特に混乱しやすいのが、「世界中」と「地面」ですね。「地」には「ジ」と「チ」の音読みがありますが、「中」にはかつて「チュウ」という音読みしかありませんでした。じつは、2010年の常用漢字漢字改訂で「ジュウ」という音読みが追加されたのです。「『チュウ』がにごっているのだから『ヂュウ』じゃないん? 『世界』と『中』にわけられるんじゃないん?」という質問が中学生からあったのでお答えします。

「セカイ」と「ジュウ」と分ける⇒「ジュウ」という音を聞いて意味わかるか? って話です。「ジュウ」には「十」「銃」「獣」「従」などたくさん同音異字がありますからね。二語に分解したら意味がわからないので、①にあてはまりません。でも「ぢゅう」もいいよ~と文科省は許容しているので、間違いではないんです。間違いではないけれど、本則にしたがって覚えておくほうがいいので、「せかいじゅう」をまず覚えましょう、ということです。これね、とある塾の模試で出たのです。かなづかいの間違いを指摘させる問題。答えは「せかいぢゅう」を「せかいじゅう」に直させるものなんですけどね、文科省は間違いとは言っていない。本則ではないけれど許容というものの扱いは難しいですが、明確に誤答と言えないものは、出題しない方がよい。もし出すのであれば条件をつけることが必須ですね。

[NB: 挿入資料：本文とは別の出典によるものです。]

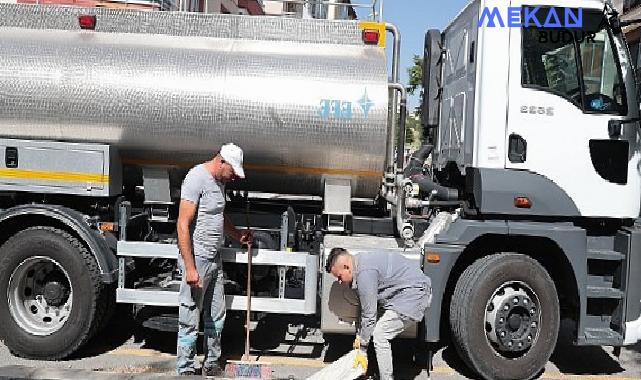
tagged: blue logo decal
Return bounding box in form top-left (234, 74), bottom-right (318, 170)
top-left (358, 89), bottom-right (374, 119)
top-left (319, 99), bottom-right (352, 120)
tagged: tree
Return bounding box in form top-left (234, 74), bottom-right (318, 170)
top-left (407, 55), bottom-right (425, 117)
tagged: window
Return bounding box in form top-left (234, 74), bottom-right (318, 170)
top-left (522, 10), bottom-right (627, 114)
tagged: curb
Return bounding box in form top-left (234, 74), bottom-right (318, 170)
top-left (0, 365), bottom-right (190, 380)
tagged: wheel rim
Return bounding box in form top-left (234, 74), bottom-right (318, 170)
top-left (484, 281), bottom-right (541, 358)
top-left (7, 256), bottom-right (73, 335)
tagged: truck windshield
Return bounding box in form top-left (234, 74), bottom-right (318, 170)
top-left (521, 8), bottom-right (627, 115)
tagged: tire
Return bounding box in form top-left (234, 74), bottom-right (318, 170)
top-left (450, 253), bottom-right (560, 380)
top-left (0, 227), bottom-right (104, 360)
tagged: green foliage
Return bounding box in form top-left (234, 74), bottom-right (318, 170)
top-left (407, 55), bottom-right (424, 117)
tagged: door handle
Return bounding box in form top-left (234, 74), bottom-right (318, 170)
top-left (507, 133), bottom-right (527, 164)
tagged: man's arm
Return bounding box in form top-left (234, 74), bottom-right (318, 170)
top-left (357, 269), bottom-right (378, 352)
top-left (176, 199), bottom-right (202, 287)
top-left (224, 214), bottom-right (251, 244)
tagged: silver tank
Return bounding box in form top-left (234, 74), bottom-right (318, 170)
top-left (0, 4), bottom-right (388, 197)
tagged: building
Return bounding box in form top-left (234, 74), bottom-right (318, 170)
top-left (264, 0), bottom-right (358, 20)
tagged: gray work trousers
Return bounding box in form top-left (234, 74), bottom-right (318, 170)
top-left (176, 255), bottom-right (226, 374)
top-left (372, 310), bottom-right (412, 380)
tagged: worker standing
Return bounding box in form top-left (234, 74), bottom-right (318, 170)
top-left (325, 248), bottom-right (432, 380)
top-left (176, 144), bottom-right (251, 376)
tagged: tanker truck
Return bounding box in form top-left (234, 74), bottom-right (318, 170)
top-left (0, 0), bottom-right (641, 379)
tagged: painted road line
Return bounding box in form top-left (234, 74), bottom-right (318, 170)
top-left (108, 348), bottom-right (639, 380)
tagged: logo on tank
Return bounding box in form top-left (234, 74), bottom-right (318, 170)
top-left (318, 90), bottom-right (374, 120)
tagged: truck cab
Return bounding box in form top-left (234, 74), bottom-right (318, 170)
top-left (424, 0), bottom-right (641, 379)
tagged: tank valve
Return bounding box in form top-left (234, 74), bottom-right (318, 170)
top-left (401, 223), bottom-right (414, 240)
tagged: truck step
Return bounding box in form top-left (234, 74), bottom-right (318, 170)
top-left (588, 249), bottom-right (625, 261)
top-left (577, 328), bottom-right (623, 346)
top-left (587, 286), bottom-right (624, 299)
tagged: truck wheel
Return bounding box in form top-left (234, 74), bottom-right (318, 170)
top-left (0, 227), bottom-right (104, 360)
top-left (450, 253), bottom-right (559, 380)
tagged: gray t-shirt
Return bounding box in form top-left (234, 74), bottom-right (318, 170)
top-left (180, 164), bottom-right (225, 260)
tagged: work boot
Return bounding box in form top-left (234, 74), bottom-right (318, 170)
top-left (203, 365), bottom-right (225, 379)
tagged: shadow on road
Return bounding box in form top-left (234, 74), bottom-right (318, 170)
top-left (441, 345), bottom-right (481, 380)
top-left (69, 304), bottom-right (137, 360)
top-left (550, 321), bottom-right (625, 375)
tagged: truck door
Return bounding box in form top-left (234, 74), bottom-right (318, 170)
top-left (505, 0), bottom-right (641, 217)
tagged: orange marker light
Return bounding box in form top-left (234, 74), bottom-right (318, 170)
top-left (363, 29), bottom-right (380, 45)
top-left (514, 197), bottom-right (532, 208)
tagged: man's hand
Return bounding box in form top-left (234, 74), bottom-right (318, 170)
top-left (238, 230), bottom-right (254, 245)
top-left (353, 350), bottom-right (367, 372)
top-left (185, 268), bottom-right (203, 288)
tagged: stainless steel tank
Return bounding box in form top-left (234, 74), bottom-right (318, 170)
top-left (0, 4), bottom-right (388, 197)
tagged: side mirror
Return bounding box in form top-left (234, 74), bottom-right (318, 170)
top-left (609, 15), bottom-right (623, 35)
top-left (608, 118), bottom-right (641, 139)
top-left (422, 29), bottom-right (443, 131)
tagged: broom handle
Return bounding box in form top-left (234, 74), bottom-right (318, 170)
top-left (245, 200), bottom-right (252, 360)
top-left (245, 239), bottom-right (252, 360)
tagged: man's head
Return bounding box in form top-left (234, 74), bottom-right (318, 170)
top-left (214, 143), bottom-right (245, 182)
top-left (325, 248), bottom-right (354, 284)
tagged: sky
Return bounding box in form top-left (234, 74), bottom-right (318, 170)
top-left (353, 0), bottom-right (469, 110)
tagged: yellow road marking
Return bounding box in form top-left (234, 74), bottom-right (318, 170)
top-left (540, 372), bottom-right (638, 380)
top-left (0, 169), bottom-right (109, 183)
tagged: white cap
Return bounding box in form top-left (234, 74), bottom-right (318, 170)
top-left (220, 143), bottom-right (245, 178)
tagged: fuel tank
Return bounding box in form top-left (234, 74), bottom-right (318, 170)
top-left (0, 4), bottom-right (389, 197)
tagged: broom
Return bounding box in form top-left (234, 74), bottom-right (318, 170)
top-left (225, 201), bottom-right (272, 379)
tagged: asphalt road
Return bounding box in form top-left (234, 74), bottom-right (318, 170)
top-left (0, 307), bottom-right (641, 380)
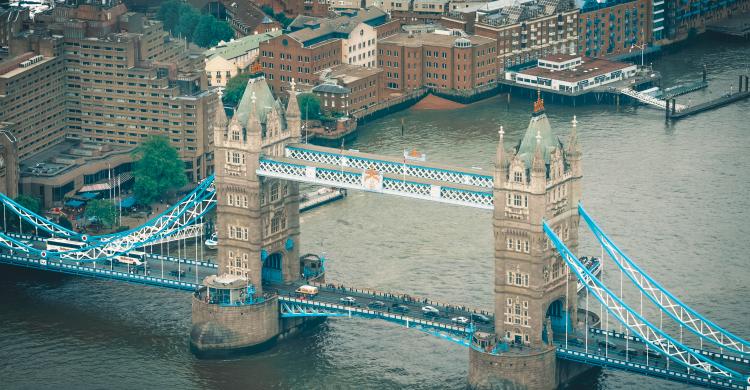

「せかいじゅう」の表記は、少し古い本などでは「世界中」ではなく「世界じゅう」となっていることがあります。これは日本語表記のこの原則と「中」に「じゅう」という読みがなかったことが影響しているのではないでしょうか。

余談ですが、2010年の常用漢字改訂で「十」の読みに「じゅっ」が追加されています。それまで、「十本」は「じっぽん」と読むとされていましたが、これにより「じゅっぽん」とも読めるようになりました。これは保護者の方の世代が教わった内容と異なるので注意が必要です。

 

「英語を教えられるんだし、国語は日本語やねんから教えるのらくやろ?」と、むか~し、とある進学塾にいたときに上司に言われましたが、いやいやいやいや。

国語を教えるためにはものすごい勉強が必要です。生き物である言葉を扱う教科なのですから。でも、学べば学ぶほど、日本語の複雑さ、おもしろさ、美しさを知ることができておもしろくもあるのですが。